Le sable, le bois, le fer… toutes ces matières premières sont aujourd'hui surconsommées à l'échelle mondiale, au point que certaines se raréfient. Face à cette dynamique inquiétante, les industriels français se veulent rassurants.
Le sable ? Sa consommation est hyperréglementée, souligne Edouard Plattard, directeur général éponyme de la société qui fabrique des produits en béton : « L'exploitation des carrières en France est soumise à des audits environnementaux et à des tonnages précis d'extraction. » Le bois ? Malgré les grands incendies de l'été, Gwénolé Lees, chef de marché construction chez Piveteaubois (Mondial du Bâtiment, hall 1, stand N046), souligne que « la ressource ne cesse de progresser. Les coupes restent inférieures à la biomasse générée ». Quant à l'acier, Olivier Vassart, directeur général de Steligence, une division d'ArcelorMittal (hall 1, stand M14) qui vise à développer une plus grande collaboration entre les acteurs de la construction, rappelle que « le minerai de fer reste l'un des matériaux les plus abondants sur terre ». Cependant, les industriels n'attendent pas le point de non-retour pour s'engager dans la voie de la sobriété. Sébastien Duprat, cofondateur de Cycle Up (hall 1, stand L88) à l'initiative de la création du Syndicat des acteurs du réemploi des matériaux de construction, résume l'enjeu en une phrase : « Le nouveau défi des ingénieurs sera de générer un maximum de mètres carrés avec un minimum de matériaux. » Mais avant de se pencher sur le réusage, l'effort doit porter sur une conception plus économe des produits, tout en garantissant des performances égales ou supérieures. Plattard utilise ainsi de la pierre ponce pour ses blocs béton. Plus légère, elle offre une meilleure inertie. Quant à Piveteaubois, avant même d'affiner le dimensionnement de ses poutres, l'entreprise cherche à maximiser le bois d'œuvre lors de la transformation de chaque arbre. « Nous utilisons des scanners à rayons X qui analysent le cœur de la grume avant le sciage afin d'améliorer le rendement et donc les volumes destinés à la construction », indique Gwénolé Lees.

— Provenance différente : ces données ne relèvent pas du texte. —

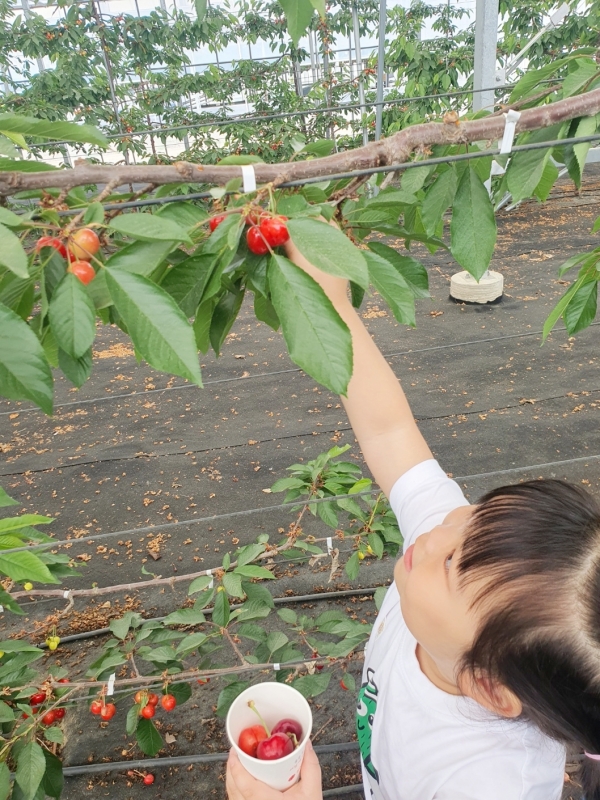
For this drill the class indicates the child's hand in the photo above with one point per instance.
(242, 786)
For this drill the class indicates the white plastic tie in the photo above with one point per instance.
(249, 177)
(510, 124)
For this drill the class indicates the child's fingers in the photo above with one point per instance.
(242, 786)
(310, 774)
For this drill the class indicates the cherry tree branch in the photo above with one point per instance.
(396, 149)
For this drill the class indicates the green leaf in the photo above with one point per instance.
(10, 218)
(24, 371)
(200, 6)
(298, 14)
(12, 255)
(139, 257)
(31, 766)
(438, 199)
(148, 738)
(353, 566)
(287, 615)
(233, 585)
(73, 317)
(4, 781)
(547, 181)
(186, 281)
(248, 553)
(67, 131)
(53, 779)
(221, 610)
(190, 643)
(329, 249)
(199, 584)
(25, 566)
(6, 712)
(582, 309)
(253, 571)
(149, 228)
(473, 227)
(228, 695)
(6, 501)
(185, 616)
(158, 328)
(411, 270)
(393, 288)
(312, 685)
(317, 338)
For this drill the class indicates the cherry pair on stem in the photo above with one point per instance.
(257, 741)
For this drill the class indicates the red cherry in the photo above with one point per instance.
(49, 718)
(250, 738)
(51, 241)
(84, 243)
(108, 711)
(256, 241)
(82, 270)
(215, 222)
(289, 727)
(276, 746)
(274, 230)
(168, 702)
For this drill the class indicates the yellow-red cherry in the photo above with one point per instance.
(257, 243)
(84, 243)
(82, 270)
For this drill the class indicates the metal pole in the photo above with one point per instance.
(361, 80)
(380, 60)
(486, 40)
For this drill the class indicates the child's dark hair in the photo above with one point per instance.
(534, 550)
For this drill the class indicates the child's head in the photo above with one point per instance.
(526, 579)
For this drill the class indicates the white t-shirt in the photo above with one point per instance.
(418, 742)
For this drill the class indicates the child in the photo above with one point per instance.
(484, 660)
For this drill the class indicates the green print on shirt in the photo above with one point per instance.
(365, 714)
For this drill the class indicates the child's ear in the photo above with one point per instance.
(492, 695)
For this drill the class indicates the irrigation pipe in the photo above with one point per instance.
(217, 123)
(426, 162)
(179, 761)
(300, 598)
(180, 386)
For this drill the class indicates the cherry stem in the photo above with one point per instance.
(252, 705)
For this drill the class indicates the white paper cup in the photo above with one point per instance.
(275, 701)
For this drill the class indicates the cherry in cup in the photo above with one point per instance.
(257, 741)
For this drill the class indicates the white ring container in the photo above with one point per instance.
(275, 701)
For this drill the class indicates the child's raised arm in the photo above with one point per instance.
(376, 405)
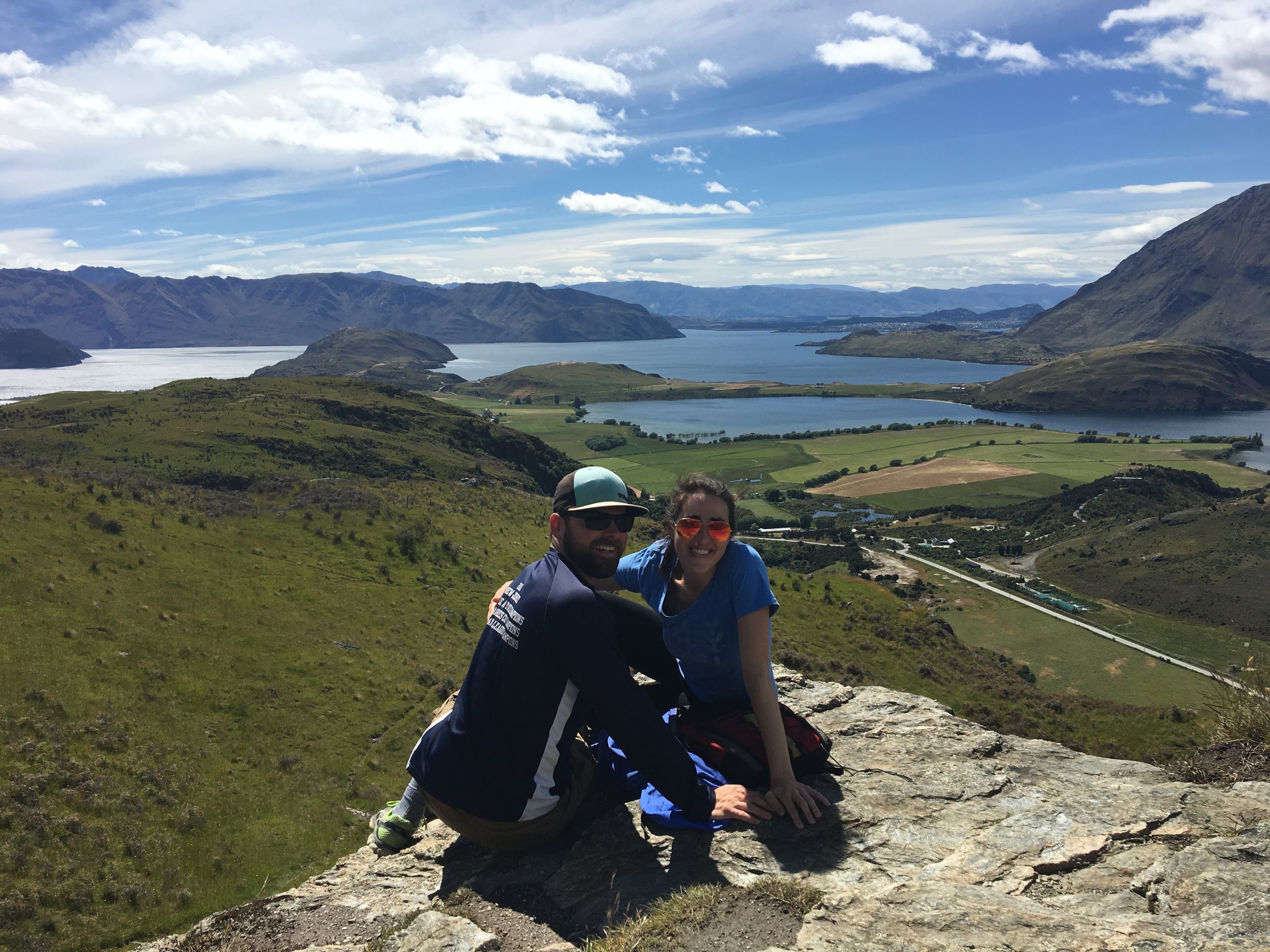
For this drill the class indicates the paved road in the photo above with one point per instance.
(1068, 618)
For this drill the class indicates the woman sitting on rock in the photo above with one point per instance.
(715, 603)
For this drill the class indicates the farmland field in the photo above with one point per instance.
(1052, 457)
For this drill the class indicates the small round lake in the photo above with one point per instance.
(797, 414)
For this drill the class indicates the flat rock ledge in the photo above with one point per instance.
(943, 836)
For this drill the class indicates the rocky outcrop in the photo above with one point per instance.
(943, 836)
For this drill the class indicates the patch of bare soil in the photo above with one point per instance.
(943, 471)
(262, 927)
(1222, 763)
(741, 923)
(521, 930)
(891, 565)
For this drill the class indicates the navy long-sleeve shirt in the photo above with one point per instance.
(547, 658)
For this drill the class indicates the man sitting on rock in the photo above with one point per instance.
(501, 763)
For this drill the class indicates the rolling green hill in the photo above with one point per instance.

L'optimisation passe ensuite par le choix du bon matériau au bon endroit, ce que la construction hors site s'évertue aussi à démontrer. Ainsi, Sophie Meynet, directrice générale immobilier résidentiel de GA Smart Building, explique que « chez Ossabois [détenu par GA, NDLR], les bastaings sont aboutés, puis découpés en fonction du projet, pour produire planchers et murs sans perte de matière. L'ensemble des corps d'état sont ensuite intégrés à la préfabrication des modules 3D, ce qui permet également d'optimiser les quantités de matériaux du second œuvre ».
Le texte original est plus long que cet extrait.